How to Improve GI Surgery Mortality in the Elderly Studied - Patients older than 75 show markedly higher morbidity, mortality than younger patients - ModernMedicine
How to Improve GI Surgery Mortality in the Elderly StudiedPatients older than 75 show markedly higher morbidity, mortality than younger patients


MONDAY, Nov. 23 (HealthDay News) -- Patients older than 75 years who undergo major gastrointestinal tract surgery have substantially higher morbidity -- including pulmonary and urologic complications -- and mortality than younger patients, according to research published in the November issue of the Archives of Surgery.

David J. Bentrem, M.D., of Northwestern University in Chicago, and colleagues analyzed data from the American College of Surgeons' National Surgical Quality Improvement Program on nearly 25,000 patients who underwent upper gastrointestinal, hepatobiliary, pancreatic, or colorectal surgeries.

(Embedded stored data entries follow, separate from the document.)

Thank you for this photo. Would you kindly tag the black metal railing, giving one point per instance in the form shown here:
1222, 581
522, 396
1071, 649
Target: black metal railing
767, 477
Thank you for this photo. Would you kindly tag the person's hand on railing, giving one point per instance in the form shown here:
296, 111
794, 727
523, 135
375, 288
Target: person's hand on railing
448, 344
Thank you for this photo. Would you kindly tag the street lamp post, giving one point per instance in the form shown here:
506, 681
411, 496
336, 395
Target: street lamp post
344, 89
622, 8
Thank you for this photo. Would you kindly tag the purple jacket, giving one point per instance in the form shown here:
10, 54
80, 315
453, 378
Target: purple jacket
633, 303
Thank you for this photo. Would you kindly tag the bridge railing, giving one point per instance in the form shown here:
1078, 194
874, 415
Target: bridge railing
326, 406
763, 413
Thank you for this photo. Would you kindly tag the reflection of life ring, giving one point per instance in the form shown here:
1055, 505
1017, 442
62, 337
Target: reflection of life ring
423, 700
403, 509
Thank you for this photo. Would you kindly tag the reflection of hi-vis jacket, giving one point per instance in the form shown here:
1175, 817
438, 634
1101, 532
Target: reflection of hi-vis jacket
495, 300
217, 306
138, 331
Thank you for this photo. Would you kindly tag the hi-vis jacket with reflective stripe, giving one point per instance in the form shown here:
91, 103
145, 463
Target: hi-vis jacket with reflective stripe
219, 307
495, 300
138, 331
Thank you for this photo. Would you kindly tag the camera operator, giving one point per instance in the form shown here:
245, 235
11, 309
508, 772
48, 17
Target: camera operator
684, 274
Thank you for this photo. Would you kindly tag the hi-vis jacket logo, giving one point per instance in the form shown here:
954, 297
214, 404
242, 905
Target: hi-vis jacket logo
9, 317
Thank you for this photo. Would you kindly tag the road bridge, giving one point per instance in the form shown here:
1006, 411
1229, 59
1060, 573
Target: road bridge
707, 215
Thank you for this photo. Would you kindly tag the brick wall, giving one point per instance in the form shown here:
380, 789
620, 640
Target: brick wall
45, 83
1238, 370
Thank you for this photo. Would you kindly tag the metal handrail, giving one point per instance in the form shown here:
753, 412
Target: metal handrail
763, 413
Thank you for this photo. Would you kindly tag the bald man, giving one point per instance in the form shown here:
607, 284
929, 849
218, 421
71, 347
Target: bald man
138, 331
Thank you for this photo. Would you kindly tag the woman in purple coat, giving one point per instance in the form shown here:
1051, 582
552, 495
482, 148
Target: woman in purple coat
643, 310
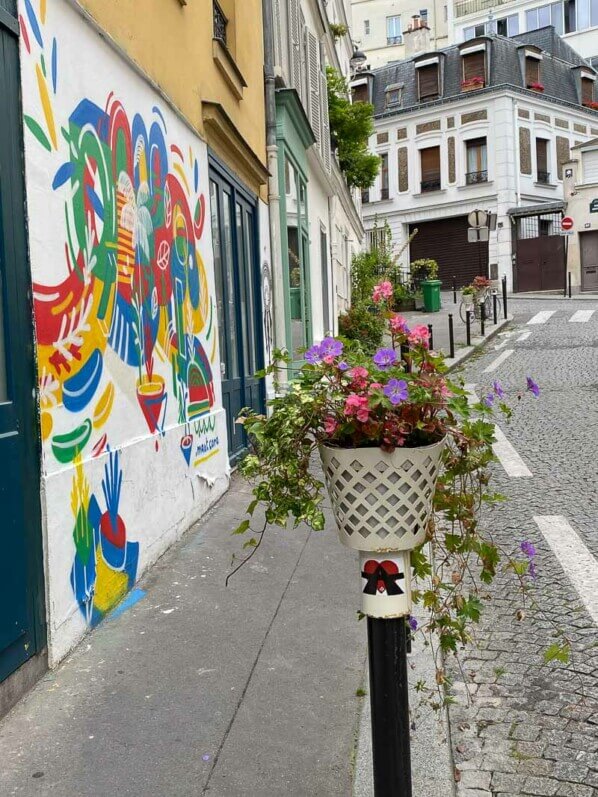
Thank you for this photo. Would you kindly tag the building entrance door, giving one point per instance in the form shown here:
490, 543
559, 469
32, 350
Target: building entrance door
22, 629
237, 270
588, 242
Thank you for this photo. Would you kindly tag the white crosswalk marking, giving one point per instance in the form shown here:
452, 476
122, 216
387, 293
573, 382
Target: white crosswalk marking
514, 466
574, 557
498, 361
581, 316
541, 317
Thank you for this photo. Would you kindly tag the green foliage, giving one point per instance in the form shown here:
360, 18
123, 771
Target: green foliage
360, 324
338, 30
351, 125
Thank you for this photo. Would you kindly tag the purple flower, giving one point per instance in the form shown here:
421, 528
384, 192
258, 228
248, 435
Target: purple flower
497, 387
533, 387
528, 549
331, 347
314, 354
396, 390
384, 358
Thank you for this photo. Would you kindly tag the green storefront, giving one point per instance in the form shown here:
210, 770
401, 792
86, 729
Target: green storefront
294, 137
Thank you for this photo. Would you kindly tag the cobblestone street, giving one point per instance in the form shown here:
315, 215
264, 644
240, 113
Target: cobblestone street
522, 727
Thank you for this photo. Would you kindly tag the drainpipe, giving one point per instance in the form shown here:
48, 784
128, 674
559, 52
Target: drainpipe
278, 302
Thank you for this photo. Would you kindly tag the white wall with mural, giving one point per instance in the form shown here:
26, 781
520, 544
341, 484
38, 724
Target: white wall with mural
134, 437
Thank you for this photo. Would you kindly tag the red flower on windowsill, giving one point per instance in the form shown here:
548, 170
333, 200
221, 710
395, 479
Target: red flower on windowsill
473, 82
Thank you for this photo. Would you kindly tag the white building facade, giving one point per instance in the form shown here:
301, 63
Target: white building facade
379, 26
498, 148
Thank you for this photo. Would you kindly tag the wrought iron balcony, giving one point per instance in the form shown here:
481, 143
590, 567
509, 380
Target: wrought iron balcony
471, 178
432, 184
220, 23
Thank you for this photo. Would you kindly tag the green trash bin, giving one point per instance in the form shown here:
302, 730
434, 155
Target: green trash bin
431, 292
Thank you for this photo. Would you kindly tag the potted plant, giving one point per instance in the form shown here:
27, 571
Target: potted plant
398, 442
425, 271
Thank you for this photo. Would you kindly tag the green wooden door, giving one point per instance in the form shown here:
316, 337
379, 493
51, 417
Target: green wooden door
22, 631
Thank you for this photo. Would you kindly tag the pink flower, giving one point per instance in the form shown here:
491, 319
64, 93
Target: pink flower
382, 291
330, 426
398, 325
419, 336
358, 406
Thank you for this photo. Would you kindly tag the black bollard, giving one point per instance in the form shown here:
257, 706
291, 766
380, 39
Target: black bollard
389, 696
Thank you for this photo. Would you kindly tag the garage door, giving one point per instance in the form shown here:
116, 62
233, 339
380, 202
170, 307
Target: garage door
445, 241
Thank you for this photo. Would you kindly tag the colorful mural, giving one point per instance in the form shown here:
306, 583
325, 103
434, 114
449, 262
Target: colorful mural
125, 327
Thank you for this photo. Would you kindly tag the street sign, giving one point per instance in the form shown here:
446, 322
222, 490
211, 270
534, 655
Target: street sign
477, 218
477, 234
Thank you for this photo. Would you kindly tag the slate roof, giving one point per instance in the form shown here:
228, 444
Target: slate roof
558, 70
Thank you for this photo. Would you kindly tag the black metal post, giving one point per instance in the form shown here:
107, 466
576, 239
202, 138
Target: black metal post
389, 696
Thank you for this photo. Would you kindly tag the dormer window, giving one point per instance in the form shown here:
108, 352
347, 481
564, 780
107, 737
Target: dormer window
394, 95
587, 91
533, 62
428, 79
473, 67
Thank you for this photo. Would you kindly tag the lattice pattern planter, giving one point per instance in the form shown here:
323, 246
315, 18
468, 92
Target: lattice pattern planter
382, 501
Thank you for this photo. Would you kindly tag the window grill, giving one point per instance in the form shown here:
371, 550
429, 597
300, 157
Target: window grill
220, 23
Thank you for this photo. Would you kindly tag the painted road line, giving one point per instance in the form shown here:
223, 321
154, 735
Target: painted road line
514, 466
581, 316
512, 463
578, 563
504, 355
541, 317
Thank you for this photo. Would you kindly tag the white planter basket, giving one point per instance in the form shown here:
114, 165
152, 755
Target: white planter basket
382, 501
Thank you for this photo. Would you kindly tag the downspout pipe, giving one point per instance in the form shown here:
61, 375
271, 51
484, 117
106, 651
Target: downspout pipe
278, 299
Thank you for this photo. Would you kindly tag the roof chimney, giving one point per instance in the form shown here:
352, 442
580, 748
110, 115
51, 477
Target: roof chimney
417, 37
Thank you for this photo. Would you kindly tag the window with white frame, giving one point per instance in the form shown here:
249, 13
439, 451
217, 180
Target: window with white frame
541, 17
393, 30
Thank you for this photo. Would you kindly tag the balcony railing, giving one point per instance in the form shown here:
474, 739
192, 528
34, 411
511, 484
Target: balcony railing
465, 7
220, 22
432, 184
472, 178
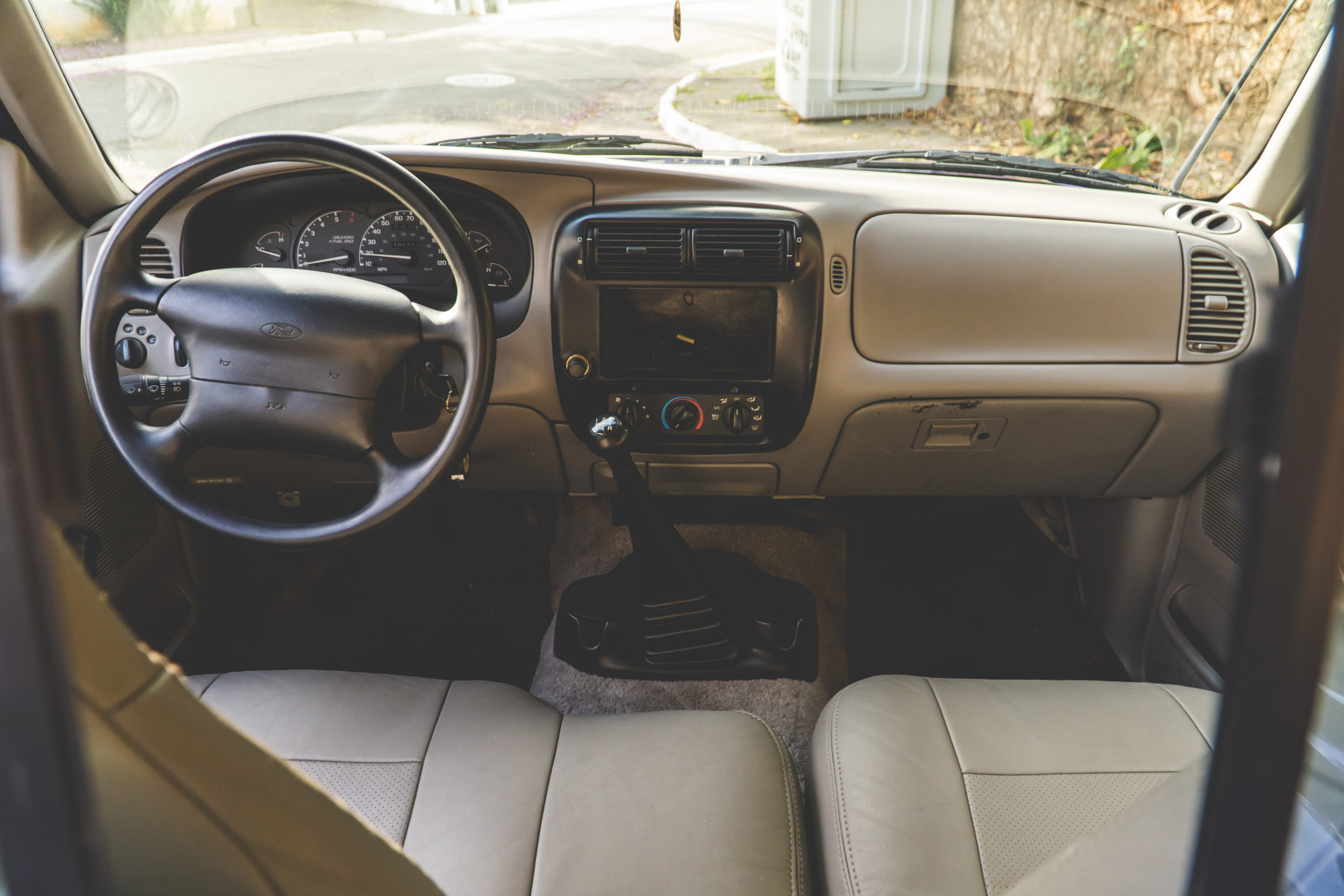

The researchers found that elderly patients -- those over the age of 75 -- had 1.2 to two times higher overall perioperative morbidity than younger patients, as well as 2.9 to 6.7 times higher mortality after adjustment for preoperative comorbidity. The elderly were more likely to have pulmonary complications, such as pneumonia, at rates up to 5.1 times higher. They were also more likely to have urologic complications, such as urinary tract infection, at rates up to 6.8 times higher. Cardiac complications, such as acute myocardial infarction, were up to 18 times higher in elderly patients.

"Current quality measures for the elderly (such as Medicare's Surgical Care Improvement Program) address only myocardial infarction, surgical site infection, and deep venous thrombosis. Our data reveal targets and opportunities for improving care for elderly patients. If care for the elderly is to be improved, quality improvement initiatives need to be expanded to include pulmonary and urologic complications," the authors conclude.